- Global investment in renewable power and fuels increased 17% to a new record of $257 billion in 2011. Developing economies made up 35% of this total investment, compared to 65% for developed economies.
- The US closed in on China in the race to be the lead investor in renewable energy, with a 57% leap in its outlays to $51 billion. India however displayed the fastest expansion rate for investment of any large renewables market in the world in 2011, with a 62% increase to $12 billion.
- In 2011, renewable power (excluding large hydro) accounted for 44% of new generation capacity added worldwide, up from 34% in 2010 and just 10.3% back in 2004. The proportion of power generated by renewables (excluding large hydro) rose to 6% in 2011 from 5.1% the previous year.

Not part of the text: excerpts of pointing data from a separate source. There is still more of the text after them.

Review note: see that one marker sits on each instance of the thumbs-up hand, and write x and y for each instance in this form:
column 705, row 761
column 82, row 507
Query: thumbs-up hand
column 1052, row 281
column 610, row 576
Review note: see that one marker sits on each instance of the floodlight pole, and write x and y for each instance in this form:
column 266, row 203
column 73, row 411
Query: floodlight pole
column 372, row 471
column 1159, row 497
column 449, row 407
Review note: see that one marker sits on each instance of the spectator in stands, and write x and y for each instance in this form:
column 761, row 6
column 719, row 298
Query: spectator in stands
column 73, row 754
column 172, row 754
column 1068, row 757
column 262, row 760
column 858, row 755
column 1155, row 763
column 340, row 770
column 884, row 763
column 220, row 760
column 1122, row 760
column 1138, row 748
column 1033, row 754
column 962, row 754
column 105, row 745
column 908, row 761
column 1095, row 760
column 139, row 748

- Total investment in solar power jumped 52% to $147 billion in 2011, reaching a figure almost twice as high as that in wind energy, at $84 billion, down 12%. Last year was not the first time that solar has led wind in terms of dollars committed, but it was the first time that the gap in favor of solar was anything apart from narrow.
- Small-scale projects attracted $76 billion of investment worldwide in 2011, up a quarter from the $60 billion spent in 2010, despite rapidly falling prices for PV panels. Italy with $24.1 billion trumped Germany with $20 billion. Japan, the US, Australia, the UK and France also saw significant investment in small-scale PV.